Local rivers are starting to run steadily, said Kris Lambert, with Alpine Quest Sports in Edwards and Glenwood Springs.
“There are some sweet spots right now,” Lambert said.
In huge water years, like last year, the river will make a couple of serious attempts to inflict severe bodily harm on a rookie.
This is your year if you’re learning or sharpening your paddling skills, Lambert said.
“People who are new and want to get into it, it was kind of intimidating last year,” Lambert said. “This year is the year to do it.”
Alpine Quest is doing kayak lessons, as are many other companies.
“Pump House to State Bridge is awesome right now,” he said.
When we caught up with Hoeve, he was on the Colorado River to try his stand-up paddle board near the Shoshone Dam. The river is fine so far, he said.
Local kayakers are running Eagle-Vail’s Dowd Chutes every day.
“There’s enough water to get down there and have fun,” Hoeve said. “It’s there; you just have to go get it.”
Locally, Homestake Creek, where they hold a Teva Mountain Games event, is running at 61 cubic feet per second. You can run at it at 25 if you don’t mind getting knocked around a little.
“You wanna get your nasty on? Go take a run at that,” Hoeve said.
The water is even warmer this year than normal for this time of year, Hoeve said.
“Usually there is ice on those reservoirs and the water feeding the rivers is cold. It’s been warmer than normal,” Hoeve said.
The Eagle River is definitely chilly because it’s direct runoff from snowmelt. The Colorado River is warmer because it’s fed by reservoirs.
“We’re lucky to be so close to the Colorado. We’re 30 minutes from there. There are places that are much worse off than us,” Hoeve said. “It’s not optimal, but it could be worse. Still, I’d like to see it snow five feet in May than hit summer.”
Hoeve’s not the only one.
After a lean snow year, the snowpack is about half of average for this time of year, according to data from the Natural Resources Conservation Service.
The average snow accumulation in February that boosted the snowpack across the state was short lived. March brought dry, warm and windy weather to Colorado, resulting in significant declines in the snowpack, the NRCS reported.
When that warm and windy March hit, that February statewide snowpack shrank by 29 percent. By April 1, the statewide snowpack was 52 percent of average, said Phyllis Ann Philipps, state conservationist with the Natural Resources Conservation Service.
Also, March snowfall was 29 percent of the historical average, Phillipps said.
Statewide snowpack conditions have not been this low since 2002, when the snowpack on April 1 was also reported to be just 52 percent of average, Phillipps said.

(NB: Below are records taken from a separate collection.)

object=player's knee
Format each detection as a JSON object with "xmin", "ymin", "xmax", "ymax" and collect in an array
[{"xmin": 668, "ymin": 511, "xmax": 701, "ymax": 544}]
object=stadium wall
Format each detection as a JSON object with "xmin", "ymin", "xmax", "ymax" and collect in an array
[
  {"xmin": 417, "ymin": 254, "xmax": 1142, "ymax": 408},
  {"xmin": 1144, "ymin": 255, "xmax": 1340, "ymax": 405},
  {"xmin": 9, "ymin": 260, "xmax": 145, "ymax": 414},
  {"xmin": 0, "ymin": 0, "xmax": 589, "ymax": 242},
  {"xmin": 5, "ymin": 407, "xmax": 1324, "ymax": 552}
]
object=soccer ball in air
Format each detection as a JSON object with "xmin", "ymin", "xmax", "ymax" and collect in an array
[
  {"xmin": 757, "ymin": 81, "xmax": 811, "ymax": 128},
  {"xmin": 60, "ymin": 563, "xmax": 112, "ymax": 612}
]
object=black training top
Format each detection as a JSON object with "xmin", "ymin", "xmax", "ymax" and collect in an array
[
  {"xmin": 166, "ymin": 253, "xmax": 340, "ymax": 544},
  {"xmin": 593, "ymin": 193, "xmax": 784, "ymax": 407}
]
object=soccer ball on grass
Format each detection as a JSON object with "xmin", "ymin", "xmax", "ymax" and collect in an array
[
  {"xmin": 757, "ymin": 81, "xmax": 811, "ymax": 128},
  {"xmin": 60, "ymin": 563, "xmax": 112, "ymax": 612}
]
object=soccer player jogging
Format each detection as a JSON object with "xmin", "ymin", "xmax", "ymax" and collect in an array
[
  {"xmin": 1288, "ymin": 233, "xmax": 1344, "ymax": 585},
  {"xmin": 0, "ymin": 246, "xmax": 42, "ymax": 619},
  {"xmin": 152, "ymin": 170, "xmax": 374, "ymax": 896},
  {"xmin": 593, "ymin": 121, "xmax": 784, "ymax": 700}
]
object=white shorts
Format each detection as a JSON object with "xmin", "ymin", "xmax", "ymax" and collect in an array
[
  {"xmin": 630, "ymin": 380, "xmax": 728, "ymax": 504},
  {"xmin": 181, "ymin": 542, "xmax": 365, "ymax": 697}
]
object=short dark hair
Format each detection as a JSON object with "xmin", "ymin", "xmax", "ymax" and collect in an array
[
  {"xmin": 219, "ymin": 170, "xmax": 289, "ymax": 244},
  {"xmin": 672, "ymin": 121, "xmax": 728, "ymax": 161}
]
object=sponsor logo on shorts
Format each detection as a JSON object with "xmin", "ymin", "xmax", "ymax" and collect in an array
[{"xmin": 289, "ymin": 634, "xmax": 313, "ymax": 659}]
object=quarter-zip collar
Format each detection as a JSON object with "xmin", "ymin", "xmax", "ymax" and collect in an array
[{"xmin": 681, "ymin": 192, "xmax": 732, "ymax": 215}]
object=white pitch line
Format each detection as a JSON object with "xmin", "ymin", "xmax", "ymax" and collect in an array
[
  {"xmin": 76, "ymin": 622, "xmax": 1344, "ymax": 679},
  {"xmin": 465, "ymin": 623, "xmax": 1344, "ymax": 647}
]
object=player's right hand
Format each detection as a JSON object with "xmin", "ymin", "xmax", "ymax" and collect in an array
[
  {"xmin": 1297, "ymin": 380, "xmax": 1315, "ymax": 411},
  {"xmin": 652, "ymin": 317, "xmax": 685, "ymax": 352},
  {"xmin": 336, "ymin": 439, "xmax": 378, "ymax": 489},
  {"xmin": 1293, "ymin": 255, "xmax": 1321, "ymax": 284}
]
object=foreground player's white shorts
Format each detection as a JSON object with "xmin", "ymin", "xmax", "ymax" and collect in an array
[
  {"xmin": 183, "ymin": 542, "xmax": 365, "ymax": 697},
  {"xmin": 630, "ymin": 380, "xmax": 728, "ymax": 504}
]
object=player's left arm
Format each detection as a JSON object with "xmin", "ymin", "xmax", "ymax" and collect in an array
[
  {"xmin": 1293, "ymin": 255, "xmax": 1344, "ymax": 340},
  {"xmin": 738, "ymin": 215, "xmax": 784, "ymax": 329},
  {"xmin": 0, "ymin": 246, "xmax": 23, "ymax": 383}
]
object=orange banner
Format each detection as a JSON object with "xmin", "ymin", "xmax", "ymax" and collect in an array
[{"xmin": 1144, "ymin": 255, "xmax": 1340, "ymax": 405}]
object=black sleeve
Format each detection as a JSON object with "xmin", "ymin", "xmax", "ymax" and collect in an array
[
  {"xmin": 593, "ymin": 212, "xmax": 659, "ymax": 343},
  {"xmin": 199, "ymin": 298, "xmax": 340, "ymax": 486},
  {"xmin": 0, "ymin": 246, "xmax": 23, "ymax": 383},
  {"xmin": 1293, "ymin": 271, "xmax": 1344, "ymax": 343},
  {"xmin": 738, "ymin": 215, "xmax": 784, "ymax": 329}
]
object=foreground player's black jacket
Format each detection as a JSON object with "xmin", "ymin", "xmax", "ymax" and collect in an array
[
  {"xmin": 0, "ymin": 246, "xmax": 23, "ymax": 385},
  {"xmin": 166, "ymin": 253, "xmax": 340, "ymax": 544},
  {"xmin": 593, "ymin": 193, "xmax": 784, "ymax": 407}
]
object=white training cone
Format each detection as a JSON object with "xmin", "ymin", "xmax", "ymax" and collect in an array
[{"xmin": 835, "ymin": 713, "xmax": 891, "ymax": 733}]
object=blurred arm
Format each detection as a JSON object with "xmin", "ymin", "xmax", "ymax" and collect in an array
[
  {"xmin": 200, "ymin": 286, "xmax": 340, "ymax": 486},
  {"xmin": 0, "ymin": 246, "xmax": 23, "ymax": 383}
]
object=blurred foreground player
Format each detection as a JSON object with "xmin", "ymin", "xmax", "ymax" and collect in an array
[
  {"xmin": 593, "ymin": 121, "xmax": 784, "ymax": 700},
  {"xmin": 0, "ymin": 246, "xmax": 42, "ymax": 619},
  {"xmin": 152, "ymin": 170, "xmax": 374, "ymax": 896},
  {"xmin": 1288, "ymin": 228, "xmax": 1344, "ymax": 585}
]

“Luckily, Colorado’s reservoir storage is in better condition than it was in 2002; storage volumes statewide were reported at 108 percent of average at the end of March,” Phillipps said. “This stored water should help alleviate late-summer shortages.”
The Colorado River Basin is at 49 percent of the historical average snowpack.
Snowpack traditionally peaks on April 12, Phillipps said.
“At this point, all major basins in Colorado are expected to receive well below average runoff this spring and summer,” Philipps said.